AfCFTA Launch: Experts predict $3.4 trillion free trade bloc
With the official launch of the African Continental Free Trade (AfCFTA) on Sunday in Niamey, Niger Republic and Nigeria — Africa’s biggest economy — and Benin signed on, Africa has been predicted to be on the rise.
This leaves only Eritrea as the only African Union (AU nation still yet to join the pact.
If successful, experts predict a $3.4 trillion free trade bloc, leading to jobs and development.
“An old dream is coming true, the founding fathers must be proud,” African Union commission chairman Moussa Faki Mahamat said Sunday while AU Chairman and Egyptian President Abdel Fattah al-Sissi said “The success of AfCFTA will be the real test to achieve economic growth that will turn our people’s dream of welfare and quality of life into a reality.”
It took 17 years of bitter and tough negotiations to reach Sunday’s milestone, which experts say could boost trade among African nations by 60% in just three years.

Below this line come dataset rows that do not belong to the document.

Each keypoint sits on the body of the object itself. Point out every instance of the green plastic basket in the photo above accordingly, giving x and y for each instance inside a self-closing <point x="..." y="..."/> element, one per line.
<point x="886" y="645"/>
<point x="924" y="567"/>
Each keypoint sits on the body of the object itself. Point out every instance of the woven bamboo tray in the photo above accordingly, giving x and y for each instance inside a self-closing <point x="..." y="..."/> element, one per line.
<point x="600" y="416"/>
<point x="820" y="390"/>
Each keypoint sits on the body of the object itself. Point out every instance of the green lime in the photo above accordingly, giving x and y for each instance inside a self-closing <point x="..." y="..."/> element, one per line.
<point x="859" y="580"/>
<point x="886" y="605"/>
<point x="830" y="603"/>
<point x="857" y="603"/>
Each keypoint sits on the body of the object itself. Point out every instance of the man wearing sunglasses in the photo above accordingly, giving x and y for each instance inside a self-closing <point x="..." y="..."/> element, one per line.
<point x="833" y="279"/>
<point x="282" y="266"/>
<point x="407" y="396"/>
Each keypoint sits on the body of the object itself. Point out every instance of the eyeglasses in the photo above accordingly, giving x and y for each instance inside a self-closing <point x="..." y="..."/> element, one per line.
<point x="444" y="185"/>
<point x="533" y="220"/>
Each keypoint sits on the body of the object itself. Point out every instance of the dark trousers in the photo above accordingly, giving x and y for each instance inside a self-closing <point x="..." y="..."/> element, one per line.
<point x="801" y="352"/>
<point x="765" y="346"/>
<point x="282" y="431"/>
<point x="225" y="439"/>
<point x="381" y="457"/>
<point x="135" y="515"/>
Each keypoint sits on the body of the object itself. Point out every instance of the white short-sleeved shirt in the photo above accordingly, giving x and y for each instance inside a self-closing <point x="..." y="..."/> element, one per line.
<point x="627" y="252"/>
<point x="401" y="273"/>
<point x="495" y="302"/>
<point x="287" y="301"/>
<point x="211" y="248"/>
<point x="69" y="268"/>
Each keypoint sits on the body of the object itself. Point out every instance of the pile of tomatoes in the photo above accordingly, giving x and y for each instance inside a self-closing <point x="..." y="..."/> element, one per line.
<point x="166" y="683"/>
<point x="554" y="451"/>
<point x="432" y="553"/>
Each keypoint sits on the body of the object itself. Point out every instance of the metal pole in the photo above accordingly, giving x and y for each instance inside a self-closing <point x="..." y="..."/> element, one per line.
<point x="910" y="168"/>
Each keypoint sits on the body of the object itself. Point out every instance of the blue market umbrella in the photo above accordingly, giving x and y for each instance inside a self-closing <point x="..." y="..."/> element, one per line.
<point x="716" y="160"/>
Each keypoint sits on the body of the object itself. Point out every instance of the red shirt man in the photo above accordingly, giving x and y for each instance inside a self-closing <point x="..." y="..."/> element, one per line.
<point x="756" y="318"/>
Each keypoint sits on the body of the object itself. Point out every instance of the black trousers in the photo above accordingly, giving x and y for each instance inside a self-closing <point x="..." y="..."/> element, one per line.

But those experts also understand that the continent is facing many challenges, including unreliable or non-existent roads and rail lines, unrest, corruption, and deeply entrenched bureaucracies.
By integrating economies and reducing such trade barriers as tariffs, the pact aims to increase employment prospects, living standards and opportunities in Africa, and to make Africans more competitive regionally and globally.
Nigeria’s willingness to sign the pact, along with the Economic Community of West African States (ECOWAS) agreement last week to adopt a common currency, will help boost trade throughout the continent, says Mohamed Ibn Chambas, the U.N. secretary-general’s special representative and head of the UN office for West Africa and the Sahel (UNOWAS).
“The continental free trade area will to a large extent also reinforce regional free trade areas,” Chambas told VOA. “And this is where a common currency comes in. If you have a free trade area and it is matched also by a regional common currency, the impact of course will be to boost both free trade and easy commerce within the area.”
The African free trade zone has been under discussion since 2002, with a draft deal signed in early 2018. In May, it surpassed a threshold of ratification by at least 22 member countries’ legislatures.